我还没有尝试过这个,但是在同一位置索引不同类别的术语应该允许位置敏感查询做正确的事情来评估表达式,例如
请注意与示例的区别:我删除了 Word= 前缀以将其视为默认值。此外,您选择的前缀语法(例如“class=”)可能会限制您正在索引的文档的内容。确保文档不包含短语,或者在预处理中以某种方式转义它们。当然,这与您需要使用的分析仪有关。
更新:我使用这种技术来索引文本中的句子和段落边界(使用
break=sen
和break=para
标记),以便我可以决定在哪里中断短语查询匹配。似乎工作得很好。Perhaps one way to achieve what you're asking is to index each class of annotation at the same position (i.e., Word, POS, Chunk, NER) and prefix each of the annotations with a unique string. Don't bother with prefixes for words. You will need a custom Analyzer to preserve the prefixes, but then you should be able to use the syntax you want for queries.
To be specific, what I am proposing is that you index the following tokens at the specified positions:
To get the semantics, use SpanQuery or SpanTermQuery to preserve token sequence.

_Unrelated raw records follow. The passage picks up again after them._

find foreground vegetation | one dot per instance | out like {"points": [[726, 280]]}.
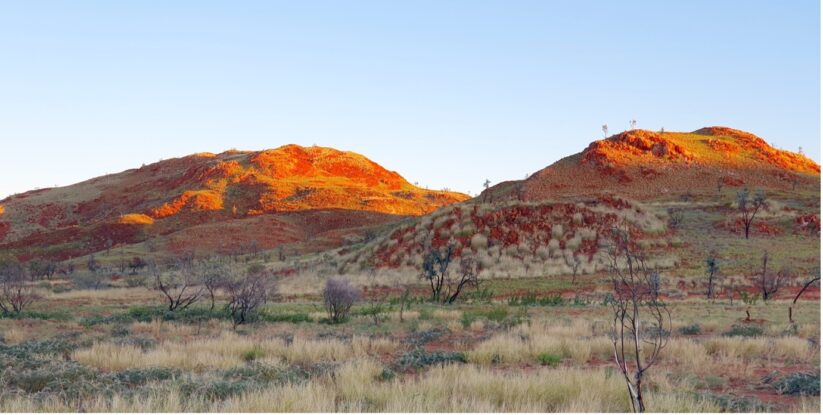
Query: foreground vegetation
{"points": [[105, 350]]}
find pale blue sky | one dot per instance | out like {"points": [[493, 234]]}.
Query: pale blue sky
{"points": [[447, 93]]}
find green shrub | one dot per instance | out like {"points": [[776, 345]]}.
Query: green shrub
{"points": [[745, 331], [137, 377], [253, 354], [216, 390], [807, 384], [549, 359], [287, 318], [420, 358], [689, 330]]}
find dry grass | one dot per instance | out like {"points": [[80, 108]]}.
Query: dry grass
{"points": [[229, 350], [355, 387]]}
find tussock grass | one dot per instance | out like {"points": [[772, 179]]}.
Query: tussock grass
{"points": [[229, 350], [355, 387]]}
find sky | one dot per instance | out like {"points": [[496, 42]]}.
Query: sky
{"points": [[446, 93]]}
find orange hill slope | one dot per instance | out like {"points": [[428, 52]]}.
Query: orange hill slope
{"points": [[649, 165], [177, 194]]}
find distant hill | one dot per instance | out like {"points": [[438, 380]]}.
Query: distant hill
{"points": [[210, 202], [648, 165]]}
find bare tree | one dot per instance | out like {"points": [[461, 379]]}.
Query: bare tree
{"points": [[469, 269], [712, 271], [436, 268], [770, 282], [338, 298], [179, 285], [486, 185], [675, 217], [136, 264], [640, 318], [213, 276], [246, 294], [15, 294], [802, 290], [42, 268], [749, 206]]}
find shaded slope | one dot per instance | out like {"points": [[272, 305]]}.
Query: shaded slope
{"points": [[177, 194], [651, 165]]}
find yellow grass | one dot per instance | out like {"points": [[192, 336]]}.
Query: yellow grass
{"points": [[229, 350], [355, 387]]}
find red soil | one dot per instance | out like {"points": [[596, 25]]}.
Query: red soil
{"points": [[650, 165], [208, 189]]}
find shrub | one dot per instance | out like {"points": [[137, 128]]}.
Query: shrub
{"points": [[807, 384], [689, 330], [549, 359], [338, 297], [253, 354], [288, 318], [420, 358], [137, 377], [745, 331]]}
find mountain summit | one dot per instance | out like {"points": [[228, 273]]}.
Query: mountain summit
{"points": [[647, 165], [173, 195]]}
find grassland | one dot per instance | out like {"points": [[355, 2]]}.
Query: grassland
{"points": [[518, 343]]}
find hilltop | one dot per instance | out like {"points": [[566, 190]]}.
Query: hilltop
{"points": [[213, 201], [658, 165]]}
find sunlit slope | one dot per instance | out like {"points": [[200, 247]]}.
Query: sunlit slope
{"points": [[173, 195]]}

I haven't tried this but indexing the different classes of terms at the same position should allow position-sensitive queries to do the right thing to evaluate expressions such as
Note the difference from your example: I deleted the Word= prefix to treat that as the default. Also, your choice of prefix syntax (e.g., "class=") may constrain the contents of the document you are indexing. Make sure that the documents either don't contain the phrases, or that you escape them in some way in pre-processing. This is, of course, related to the analyzer you'll need to use.
Update: I used this technique for indexing sentence and paragraph boundaries in text (using
break=sen
andbreak=para
tokens) so that I could decide where to break phrase query matches. Seems to work just fine.您正在寻找的是 详细的博客条目关于这个问题。有效负载允许您存储有关各个术语的元数据的字节数组。一旦您使用有效负载对数据进行了索引,您就可以创建一个新的相似性机制,在评分时将您的有效负载考虑在内。
What you are looking for are payloads. Lucid Imagination has a detailed blog entry on the subject. Payloads allow you to store a byte array of metadata about individual terms. Once you have indexed your data with the payloads including, you can create a new similarity mechanism that takes your payloads into account when scoring.
您确实可以使用 SpanQuery 在 Lucene 中搜索文本模式 并调整倾斜距离来限制查询术语可以出现的彼此数量,甚至它们出现的顺序。
You can indeed do search for patterns of text in Lucene using SpanQuery and adjust the slop distance to limit how many terms of each other the query terms can occur, and even the order in which they appear.